The prevention of cell spreading might prevent myogenesis of MSCs; hence, cell spreading is important for myogenic differentiation.58 This was confirmed by the observation that only spreading MSCs induced the expression of laminin α2 chain, which played a key role in myogenesis.59 In the present study, hUCMSCs had a healthy spreading and elongated morphology in hUCMSC-microbead-AM, while cells maintained as dots in hUCMSC-AM. This is consistent with previous studies showing that alginate constructs (with or without RGD modification) had only nm-scale pores and cell spreading was inhibited in alginate.60 Besides cell spreading, the percentage of live cells was increased to 67% in hUCMSC-microbead-AM. This percentage of live cells is consistent with, or slightly higher than, the reported 30%–50% of cell viability for myoblasts in alginate.19 Therefore, the novel approach of hUCMSC-encapsulation in fast-degradable microbeads in AM yielded cell spreading, improved cell viability, and enhanced myogenic differentiation.
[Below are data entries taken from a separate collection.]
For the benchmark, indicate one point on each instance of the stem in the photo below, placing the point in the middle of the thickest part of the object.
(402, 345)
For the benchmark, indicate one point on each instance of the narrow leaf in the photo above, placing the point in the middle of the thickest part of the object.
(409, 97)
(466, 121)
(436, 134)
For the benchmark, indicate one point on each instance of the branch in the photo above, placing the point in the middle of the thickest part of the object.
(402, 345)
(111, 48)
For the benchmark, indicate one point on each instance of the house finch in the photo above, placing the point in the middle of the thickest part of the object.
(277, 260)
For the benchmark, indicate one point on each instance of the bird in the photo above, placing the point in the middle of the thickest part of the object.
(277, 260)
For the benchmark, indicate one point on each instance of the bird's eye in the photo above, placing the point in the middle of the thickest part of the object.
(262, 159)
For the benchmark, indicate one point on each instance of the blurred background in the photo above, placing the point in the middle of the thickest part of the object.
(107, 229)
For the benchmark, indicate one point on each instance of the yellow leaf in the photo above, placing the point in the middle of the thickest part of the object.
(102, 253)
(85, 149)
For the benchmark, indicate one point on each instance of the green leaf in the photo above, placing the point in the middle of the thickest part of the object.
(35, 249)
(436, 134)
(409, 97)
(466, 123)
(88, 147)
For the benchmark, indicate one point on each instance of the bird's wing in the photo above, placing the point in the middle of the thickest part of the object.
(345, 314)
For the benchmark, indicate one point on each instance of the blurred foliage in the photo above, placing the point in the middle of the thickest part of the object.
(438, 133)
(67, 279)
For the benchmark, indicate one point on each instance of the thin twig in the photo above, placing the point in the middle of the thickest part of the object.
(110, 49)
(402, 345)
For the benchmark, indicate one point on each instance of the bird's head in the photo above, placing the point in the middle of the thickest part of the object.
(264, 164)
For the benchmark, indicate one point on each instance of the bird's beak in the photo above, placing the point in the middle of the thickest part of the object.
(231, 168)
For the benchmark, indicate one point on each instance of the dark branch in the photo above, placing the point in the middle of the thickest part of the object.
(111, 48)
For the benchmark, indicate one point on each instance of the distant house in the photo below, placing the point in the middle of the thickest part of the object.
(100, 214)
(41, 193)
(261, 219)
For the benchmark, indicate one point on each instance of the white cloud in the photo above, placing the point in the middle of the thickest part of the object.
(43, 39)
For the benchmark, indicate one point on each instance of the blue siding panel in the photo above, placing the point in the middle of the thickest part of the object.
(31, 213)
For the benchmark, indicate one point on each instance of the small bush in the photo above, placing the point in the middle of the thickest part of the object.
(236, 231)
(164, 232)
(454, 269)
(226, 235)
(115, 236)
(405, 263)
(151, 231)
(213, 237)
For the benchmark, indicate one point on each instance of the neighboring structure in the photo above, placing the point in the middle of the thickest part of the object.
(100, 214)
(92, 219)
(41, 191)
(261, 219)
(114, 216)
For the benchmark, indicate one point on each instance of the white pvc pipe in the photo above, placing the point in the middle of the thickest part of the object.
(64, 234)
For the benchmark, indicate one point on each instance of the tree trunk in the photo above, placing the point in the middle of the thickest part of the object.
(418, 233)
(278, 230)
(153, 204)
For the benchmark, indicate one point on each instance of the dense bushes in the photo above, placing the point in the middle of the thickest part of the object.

In the present study, RGD-modified alginate was used as the hydrogel matrix, and the hUCMSC-encapsulating microbeads could be readily mixed into the RGD-modified alginate. After injection or placement into a tissue site, the RGD-modified alginate can gel to form the matrix, thus forming and maintaining the desired shape and contour for muscle regeneration. Alginate was selected as an encapsulating gel because it is biocompatible and can form a cross-linked gel under mild conditions without significantly harming the cells.1921 While the present study used alginate as a model system to investigate hUCMSC delivery and the effects of RGD and microbeads on myogenic differentiation, it should be noted that other systems, such as fibrin,22 collagen,23 and synthetic scaffolds,3,2426 are also promising for tissue engineering applications. The AM was used because a pile of microbeads without this matrix to bond them together would not be able to maintain the shape and contour of the defect. In addition, this hydrogel matrix is beneficial because bioactive agents, such as RGD, can be incorporated into this matrix to interact with the cells released from the degradable microbeads.61 Although soluble RGD peptide is related with cell death,31,62 immobilized RGD peptide is important for cell adhesion,6365 migration,19,66 and differentiation.37,55 In the present study, when macropores were created within the matrix with the degradation of microbeads, cells were released into the macroporous matrix, thus allowing the RGD-modified AM to help enhance myogenic differentiation. Further studies are needed to investigate the effects of porosity and incorporation of RGD and other bioactive agents on in vivo muscle regeneration via the novel hUCMSC-microbead-AM construct in an animal model.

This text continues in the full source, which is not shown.